Slavek
October 8, 2020, 4:24pm
1
Hi R Masters,
I have following simple df:
df <- data.frame(
stringsAsFactors = FALSE,
URN = c("aaa", "bbb", "ccc"),
Q9a = c("Exellant", "!", "Honest"),
Q9b = c("x", NA, "Trustworthy"),
Q9c = c("Friendly", "Professional", NA)
)
I would like to recode all NAs and short characters into "Blank" and other into "Comment".
I know I can do it using this code:
library(dplyr)
library(stringr)
df <- df %>%
mutate(Q9a.Blank = case_when(is.na(Q9a) ~ 1,
str_length(Q9a) < 2 ~ 1),
Q9b.Blank = case_when(is.na(Q9b) ~ 1,
str_length(Q9b) < 2 ~ 1),
Q9c.Blank = case_when(is.na(Q9c) ~ 1,
str_length(Q9c) < 2 ~ 1))
df$Q9a.Blank <- recode_factor(df$Q9a.Blank, `1` = "Blank", .missing = "Comment")
df$Q9b.Blank <- recode_factor(df$Q9b.Blank, `1` = "Blank", .missing = "Comment")
df$Q9c.Blank <- recode_factor(df$Q9c.Blank, `1` = "Blank", .missing = "Comment")
But I am sure there is more elegant and much shorter code considering that all variables taken into account have ".Blank" in their names.
Can you help?
The new dplyr
v1.0.* has support for a new syntax for mutate
which might look a bit like this in the second part of your case:
df %>%
mutate(across(ends_with(".Blank"), ~ recode_factor(`1` = "Blank", .missing = "Comment")))
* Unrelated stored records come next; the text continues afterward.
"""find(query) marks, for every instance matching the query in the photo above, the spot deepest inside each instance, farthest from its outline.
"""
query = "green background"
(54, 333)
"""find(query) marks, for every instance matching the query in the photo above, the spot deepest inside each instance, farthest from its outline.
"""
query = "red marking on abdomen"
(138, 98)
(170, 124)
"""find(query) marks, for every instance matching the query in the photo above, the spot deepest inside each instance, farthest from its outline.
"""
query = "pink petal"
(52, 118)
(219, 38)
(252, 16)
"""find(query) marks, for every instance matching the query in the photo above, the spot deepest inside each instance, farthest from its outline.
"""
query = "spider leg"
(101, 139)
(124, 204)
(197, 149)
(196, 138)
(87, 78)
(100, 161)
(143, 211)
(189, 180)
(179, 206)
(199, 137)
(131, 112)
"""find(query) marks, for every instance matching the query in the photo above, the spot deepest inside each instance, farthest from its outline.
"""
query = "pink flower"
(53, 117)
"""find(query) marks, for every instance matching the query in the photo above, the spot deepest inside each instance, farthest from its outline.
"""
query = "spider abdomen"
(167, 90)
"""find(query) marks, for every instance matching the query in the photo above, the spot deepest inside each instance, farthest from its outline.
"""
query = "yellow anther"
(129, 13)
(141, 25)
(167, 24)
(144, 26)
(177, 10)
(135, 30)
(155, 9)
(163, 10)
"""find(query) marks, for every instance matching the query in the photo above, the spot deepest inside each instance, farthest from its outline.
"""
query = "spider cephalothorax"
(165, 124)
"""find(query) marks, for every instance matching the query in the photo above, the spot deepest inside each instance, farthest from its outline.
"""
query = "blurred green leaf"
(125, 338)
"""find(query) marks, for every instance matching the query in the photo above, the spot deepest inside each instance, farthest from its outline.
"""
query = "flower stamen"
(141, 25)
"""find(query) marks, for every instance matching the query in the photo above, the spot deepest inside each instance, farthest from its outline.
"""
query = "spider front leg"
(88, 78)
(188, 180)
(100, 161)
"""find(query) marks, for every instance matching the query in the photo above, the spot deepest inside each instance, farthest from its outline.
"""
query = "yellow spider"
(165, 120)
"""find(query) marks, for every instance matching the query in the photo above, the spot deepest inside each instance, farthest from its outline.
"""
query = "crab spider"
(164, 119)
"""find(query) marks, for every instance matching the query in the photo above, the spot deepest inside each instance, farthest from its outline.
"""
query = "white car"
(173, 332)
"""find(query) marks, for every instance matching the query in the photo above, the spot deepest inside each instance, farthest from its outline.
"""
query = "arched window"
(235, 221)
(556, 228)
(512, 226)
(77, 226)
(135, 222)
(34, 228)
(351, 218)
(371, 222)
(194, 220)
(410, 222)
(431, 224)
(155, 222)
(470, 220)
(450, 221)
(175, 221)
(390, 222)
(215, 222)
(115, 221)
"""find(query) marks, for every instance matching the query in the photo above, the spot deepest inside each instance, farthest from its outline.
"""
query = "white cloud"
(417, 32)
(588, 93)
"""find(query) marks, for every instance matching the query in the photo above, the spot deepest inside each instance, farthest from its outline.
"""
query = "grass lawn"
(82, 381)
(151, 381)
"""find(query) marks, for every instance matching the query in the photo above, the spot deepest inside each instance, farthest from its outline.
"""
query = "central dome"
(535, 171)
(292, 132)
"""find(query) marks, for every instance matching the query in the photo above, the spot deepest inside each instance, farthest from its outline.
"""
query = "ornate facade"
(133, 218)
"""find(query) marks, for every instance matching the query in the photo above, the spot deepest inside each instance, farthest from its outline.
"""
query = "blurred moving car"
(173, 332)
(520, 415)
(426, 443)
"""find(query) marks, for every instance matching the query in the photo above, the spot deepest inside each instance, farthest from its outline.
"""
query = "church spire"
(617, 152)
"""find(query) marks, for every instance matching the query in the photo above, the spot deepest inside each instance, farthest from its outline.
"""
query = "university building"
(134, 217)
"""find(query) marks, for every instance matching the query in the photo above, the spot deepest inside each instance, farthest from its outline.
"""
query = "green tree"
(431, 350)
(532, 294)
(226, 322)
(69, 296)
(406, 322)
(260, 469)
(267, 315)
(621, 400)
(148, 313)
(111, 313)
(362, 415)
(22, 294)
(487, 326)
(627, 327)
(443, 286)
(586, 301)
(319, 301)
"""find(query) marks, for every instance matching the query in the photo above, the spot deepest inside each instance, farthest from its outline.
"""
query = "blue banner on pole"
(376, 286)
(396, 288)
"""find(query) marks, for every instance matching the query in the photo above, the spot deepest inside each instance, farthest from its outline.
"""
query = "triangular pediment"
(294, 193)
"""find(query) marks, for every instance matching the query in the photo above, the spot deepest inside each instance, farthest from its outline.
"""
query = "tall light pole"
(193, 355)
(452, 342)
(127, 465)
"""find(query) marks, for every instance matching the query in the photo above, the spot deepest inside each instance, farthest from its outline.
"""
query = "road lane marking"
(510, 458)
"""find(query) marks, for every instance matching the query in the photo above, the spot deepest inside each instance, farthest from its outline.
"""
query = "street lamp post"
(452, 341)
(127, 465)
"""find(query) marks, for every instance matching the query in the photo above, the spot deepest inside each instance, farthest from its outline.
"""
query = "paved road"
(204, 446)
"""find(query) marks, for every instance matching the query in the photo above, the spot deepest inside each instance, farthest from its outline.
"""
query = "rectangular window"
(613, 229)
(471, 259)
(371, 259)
Answering quickly but I expect you could make something similar for the first half!
jmcvw
October 8, 2020, 5:21pm
3
Maybe something like this
df %>%
mutate(across(-URN, ~ifelse(is.na(.) | str_length(.) < 2, 'Blank', 'Comment'))) %>%
set_names(c(names(df[1]), paste0(names(df[-1]), '.Blank'))) %>%
inner_join(df, .)
1 Like
Slavek
October 9, 2020, 8:13am
4
Thank you very much but the tricky part in the first part is not simply selecting variables ending with ".Blank" but also selecting relevant variables (a, b or c). I don't know how I could do that
library(dplyr)
library(stringr)
df <- data.frame(
stringsAsFactors = FALSE,
URN = c("aaa", "bbb", "ccc"),
Q9a = c("Exellant", "!", "Honest"),
Q9b = c("x", NA, "Trustworthy"),
Q9c = c("Friendly", "Professional", NA)
)
caseblank <- function(x){
case_when(is.na(x) ~ 1,
str_length(x) < 2 ~ 1)
}
df <- df %>%
mutate(across(starts_with("Q9"),
~caseblank(.),.names = "{.col}.blank"))
blankf <- function(x){
recode_factor(x, `1` = "Blank", .missing = "Comment")
}
df %>% mutate(across(ends_with("blank"), blankf))
2 Likes
system
Closed
October 16, 2020, 8:33am
6
This topic was automatically closed 7 days after the last reply. New replies are no longer allowed. If you have a query related to it or one of the replies, start a new topic and refer back with a link.